Kabinett spricht über Krieg – Trump spricht über Stifte!
Im Weißen Haus geht es um Iran, um Raketen, um steigende Ölpreise und nervöse Märkte. Verteidigungsminister Pete Hegseth, Vizepräsident JD Vance, Marco Rubio und Steve Witkoff berichten über die Lage. US-Soldaten sind im Einsatz, die Situation ist angespannt. In genau diesem Moment greift Donald Trump nach einem schwarzen Marker und hebt ihn hoch. „Sehen Sie diesen Stift?“ fragt er und beginnt zu erzählen. Fünf Minuten lang, mit Pausen, mit Abschweifungen, mit sichtbarer Freude an der eigenen Geschichte.
Es geht nicht mehr um Krieg, sondern um einen Sharpie. Trump erklärt, wie früher Kugelschreiber im Weißen Haus tausend Dollar gekostet haben sollen und warum ihn das gestört habe. Bei Gesetzesunterzeichnungen verschenke man diese Stifte, manchmal an dutzende Menschen, sogar an Kinder, die den Wert nicht kennen. Das sei zu teuer gewesen. Also habe er selbst gehandelt. Er habe den Hersteller kontaktiert, ein Modell mit goldenem Logo entwickeln lassen und entschieden, fünf Dollar pro Stück zu zahlen. Der Konzern, sagt Trump, wollte nichts berechnen, doch er habe darauf bestanden. Das sei gutes Wirtschaften. Während draußen über Krieg und Energiepreise gesprochen wird, wird im Raum gelacht. Trump nennt es eine Geschäftsgeschichte. Danach gibt er das Wort an Finanzminister Scott Bessent. „Viel Glück“, sagt er. Bessent antwortet trocken, man sei es gewohnt, ihm zu folgen. Der Raum lacht erneut. Die Themen bleiben die gleichen. Der Moment hat sich trotzdem verschoben.

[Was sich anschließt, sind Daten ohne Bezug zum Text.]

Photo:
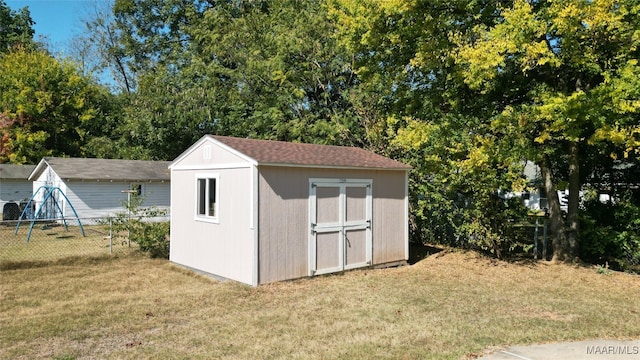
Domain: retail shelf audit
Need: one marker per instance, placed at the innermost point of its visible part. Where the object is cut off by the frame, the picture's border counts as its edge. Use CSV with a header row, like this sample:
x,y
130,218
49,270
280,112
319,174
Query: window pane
x,y
212,197
202,196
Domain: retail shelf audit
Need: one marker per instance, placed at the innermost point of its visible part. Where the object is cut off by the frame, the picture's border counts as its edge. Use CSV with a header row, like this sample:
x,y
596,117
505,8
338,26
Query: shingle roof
x,y
15,172
268,152
106,169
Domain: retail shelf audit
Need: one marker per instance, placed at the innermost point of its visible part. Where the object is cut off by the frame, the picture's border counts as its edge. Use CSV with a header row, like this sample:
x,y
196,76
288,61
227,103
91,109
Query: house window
x,y
207,197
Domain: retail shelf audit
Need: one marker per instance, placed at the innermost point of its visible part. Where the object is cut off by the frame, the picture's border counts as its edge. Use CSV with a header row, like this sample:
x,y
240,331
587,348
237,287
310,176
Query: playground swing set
x,y
48,210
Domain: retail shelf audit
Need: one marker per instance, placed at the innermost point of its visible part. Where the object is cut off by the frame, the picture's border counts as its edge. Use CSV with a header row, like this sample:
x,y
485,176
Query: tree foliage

Ukraine wird zum Ansprechpartner gegen iranische Drohnen
Wolodymyr Selenskyj ist in Saudi-Arabien. Er kündigt wichtige Treffen an, mehr sagt er nicht. Klar ist trotzdem, worum es geht. Staaten am Golf schauen auf die Ukraine, weil sie ein Problem haben, das dort längst Alltag ist. Iranische Drohnen sind keine Theorie mehr. Russland setzt sie seit Jahren ein, gegen Städte, gegen Infrastruktur, immer wieder auch mit zivilen Opfern. Die Ukraine musste darauf reagieren, nicht irgendwann, sondern sofort. Was funktioniert und was nicht, wurde unter realen Bedingungen entschieden. Genau das interessiert jetzt andere Länder. Es geht um konkrete Abläufe, um Erkennung und Abwehr, um schnelle Reaktion im Ernstfall. Saudi-Arabien und andere Staaten stehen vor der gleichen Entwicklung. Die Gespräche drehen sich deshalb nicht um Politik, sondern um Erfahrung. Die Ukraine ist kein Beobachter, sondern Teil dieser Realität. Wer verstehen will, wie man mit diesen Drohnen umgeht, schaut jetzt dorthin.
Iran spricht von geplanten Attentaten – Drohungen gegen Araghchi und Qalibaf erreichen die Vereinten Nationen!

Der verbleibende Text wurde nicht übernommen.